“It is likely, therefore, that the killing of Halyna Hutchins could constitute a homicide — that is, a criminal killing,” Alan Dershowitz writes at The Hill. “The remaining questions are who might be criminally responsible for the killing and what degree of homicide fits the evidence?”
It seems clear that Alec Baldwin was not aware that he was firing a gun capable of expelling a lethal projectile. But his role reportedly was not limited to passively being an actor; he may have had some responsibility as one of several producers of the film. The nature of the role of producers varies from film to film, and it is unlikely that Baldwin’s role included responsibility for set safety. But some may think that it was not simply enough for him to accept the word of an assistant director about the gun’s safety, that he perhaps should have independently inspected the gun before firing it. It is unlikely, however, that such an omission would result in criminal responsibility.
Others on the set almost certainly bore greater responsibility, and their roles should be investigated, their responsibilities pinpointed. Before anyone is charged with a crime, there must be evidence beyond a reasonable doubt of individual criminal culpability. Just because there was a crime, it does not necessarily follow that there is enough evidence to charge any particular individual.
Also, a legitimate accident, which is what this is, does not protect you from criminal liability. Regardless of intent or malice, negligence and recklessness that result in the loss of life can still result in a criminal charge.
A drunk driver is not trying to kill anyone. A driver who takes his eye off the road to send a text is not trying to kill anyone. There is no malice or intent, but negligence and recklessness can still result in criminal liability.
Another critical issue is how aware you were beforehand of the potential for harm through your actions.
People who drink or text and drive know they are taking a chance and just assuming nothing terrible will happen. On the other hand, a mother might not have believed her baby could climb out of a playpen and would therefore not be responsible for any tragedy that occurred afterward.
From what we are reading about the Rust production, many people appear to have behaved this way…
- The armorer assumed it was safe to leave the guns out during a lunch break when they should have been secured.
- Some crew (we don’t know who) assumed it was safe to load the prop guns with real bullets and go target shooting.
- The producers thought it was safe to combine the prop job and the armorer job into one job.
- The first assistant director assumed the gun he picked up off the cart was empty and safe.
- Alec Baldwin assumed the first assistant director had checked the gun and therefore did not ask to be shown the weapon was safe or check for himself.
- Alec Baldwin assumed, for whatever reason, it was safe to point a working gun at the cinematographer he accidentally killed.
- After more than one misfire, the producers (Baldwin is a credited producer) thought it was safe not to fire those responsible and replace them with competent personnel.
There’s no question everyone believed the gun was safe, but they had to have known that not checking the gun was an unsafe act.
This isn’t a ricochet killing a young wife and mother.

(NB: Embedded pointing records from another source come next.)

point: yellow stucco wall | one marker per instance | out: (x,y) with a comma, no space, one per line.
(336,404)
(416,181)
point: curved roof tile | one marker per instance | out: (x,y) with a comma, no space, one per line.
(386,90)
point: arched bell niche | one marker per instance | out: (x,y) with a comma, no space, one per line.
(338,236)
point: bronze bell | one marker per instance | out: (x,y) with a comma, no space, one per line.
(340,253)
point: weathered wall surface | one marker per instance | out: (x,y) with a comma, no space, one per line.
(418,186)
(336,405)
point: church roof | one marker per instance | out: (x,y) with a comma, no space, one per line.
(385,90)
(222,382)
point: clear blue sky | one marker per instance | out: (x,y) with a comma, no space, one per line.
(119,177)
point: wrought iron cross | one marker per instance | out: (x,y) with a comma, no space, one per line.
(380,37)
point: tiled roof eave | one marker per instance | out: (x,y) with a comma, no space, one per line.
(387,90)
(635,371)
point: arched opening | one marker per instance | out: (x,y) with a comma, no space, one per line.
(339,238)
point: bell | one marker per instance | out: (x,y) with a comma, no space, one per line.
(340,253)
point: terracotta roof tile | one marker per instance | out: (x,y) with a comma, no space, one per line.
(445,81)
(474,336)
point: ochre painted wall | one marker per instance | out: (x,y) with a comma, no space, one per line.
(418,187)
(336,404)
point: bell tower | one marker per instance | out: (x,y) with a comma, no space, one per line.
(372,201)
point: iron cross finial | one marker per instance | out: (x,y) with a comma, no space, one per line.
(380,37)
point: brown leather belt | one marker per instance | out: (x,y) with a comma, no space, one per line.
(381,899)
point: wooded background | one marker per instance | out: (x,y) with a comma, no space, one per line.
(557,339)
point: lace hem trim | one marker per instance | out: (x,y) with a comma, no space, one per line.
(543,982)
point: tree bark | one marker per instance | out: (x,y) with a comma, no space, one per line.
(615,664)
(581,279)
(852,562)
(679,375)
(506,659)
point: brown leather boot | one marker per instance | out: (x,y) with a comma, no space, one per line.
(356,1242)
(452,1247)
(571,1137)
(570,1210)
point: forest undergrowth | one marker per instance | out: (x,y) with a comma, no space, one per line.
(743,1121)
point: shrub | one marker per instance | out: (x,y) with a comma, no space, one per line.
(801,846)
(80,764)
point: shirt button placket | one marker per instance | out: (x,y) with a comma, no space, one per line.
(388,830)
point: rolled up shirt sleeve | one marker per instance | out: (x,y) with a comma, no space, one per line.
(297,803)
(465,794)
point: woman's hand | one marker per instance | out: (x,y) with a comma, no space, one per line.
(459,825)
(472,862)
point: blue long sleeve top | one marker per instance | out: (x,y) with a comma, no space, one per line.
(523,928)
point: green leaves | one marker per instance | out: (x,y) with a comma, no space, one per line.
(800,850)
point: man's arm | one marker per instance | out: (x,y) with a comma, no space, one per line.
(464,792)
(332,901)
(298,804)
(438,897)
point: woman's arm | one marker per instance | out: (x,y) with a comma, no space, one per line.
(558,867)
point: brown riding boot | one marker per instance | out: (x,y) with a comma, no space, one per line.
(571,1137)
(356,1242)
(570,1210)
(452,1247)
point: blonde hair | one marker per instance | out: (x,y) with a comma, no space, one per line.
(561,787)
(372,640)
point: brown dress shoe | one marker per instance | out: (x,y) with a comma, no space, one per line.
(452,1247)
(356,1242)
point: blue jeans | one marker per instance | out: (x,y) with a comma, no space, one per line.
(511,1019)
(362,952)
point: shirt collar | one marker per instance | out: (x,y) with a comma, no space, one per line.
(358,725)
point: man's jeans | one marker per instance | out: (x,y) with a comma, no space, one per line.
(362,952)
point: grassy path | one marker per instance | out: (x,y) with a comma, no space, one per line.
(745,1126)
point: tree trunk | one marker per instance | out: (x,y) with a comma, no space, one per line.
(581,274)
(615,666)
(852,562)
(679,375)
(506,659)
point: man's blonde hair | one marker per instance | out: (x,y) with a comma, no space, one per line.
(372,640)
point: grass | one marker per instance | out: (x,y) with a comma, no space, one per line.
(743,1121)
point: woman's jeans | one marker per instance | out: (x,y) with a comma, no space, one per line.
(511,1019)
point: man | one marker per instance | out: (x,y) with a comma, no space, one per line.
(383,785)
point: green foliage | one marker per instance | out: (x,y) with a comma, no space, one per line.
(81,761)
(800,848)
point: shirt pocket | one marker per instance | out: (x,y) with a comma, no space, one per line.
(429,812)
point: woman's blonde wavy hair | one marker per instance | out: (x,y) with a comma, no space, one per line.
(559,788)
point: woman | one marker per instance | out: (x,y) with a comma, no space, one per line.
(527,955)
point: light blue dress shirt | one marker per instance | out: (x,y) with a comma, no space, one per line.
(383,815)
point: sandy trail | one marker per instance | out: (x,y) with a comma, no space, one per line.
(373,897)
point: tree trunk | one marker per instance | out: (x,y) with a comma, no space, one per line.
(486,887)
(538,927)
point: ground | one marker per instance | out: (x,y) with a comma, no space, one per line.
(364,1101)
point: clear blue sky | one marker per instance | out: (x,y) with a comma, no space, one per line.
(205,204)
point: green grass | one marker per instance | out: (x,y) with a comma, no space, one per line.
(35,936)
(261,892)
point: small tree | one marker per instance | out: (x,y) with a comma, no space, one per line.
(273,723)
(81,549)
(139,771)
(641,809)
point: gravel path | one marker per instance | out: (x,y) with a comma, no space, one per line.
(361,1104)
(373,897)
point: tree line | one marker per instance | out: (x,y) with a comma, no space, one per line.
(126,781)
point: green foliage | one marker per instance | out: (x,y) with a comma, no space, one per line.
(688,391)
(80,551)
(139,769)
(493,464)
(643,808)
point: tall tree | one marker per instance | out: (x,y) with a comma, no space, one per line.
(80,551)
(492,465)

This isn’t even a perfect storm of unlikely events, which is what killed Brandon Lee in 1993. Instead, this is serial stupidity, arrogance, laziness, and recklessness.
Nothing listed above should have happened.
The good news is that this tragic incident falls under the jurisdiction of New Mexico authorities and not Los Angeles. We’ve already seen a full-court press in the fake media to prematurely clear Baldwin, but New Mexico is less likely to be swayed by such things — we hope.
And that’s not to say Baldwin deserves to be held liable. We don’t know. But there must be accountability for everyone responsible.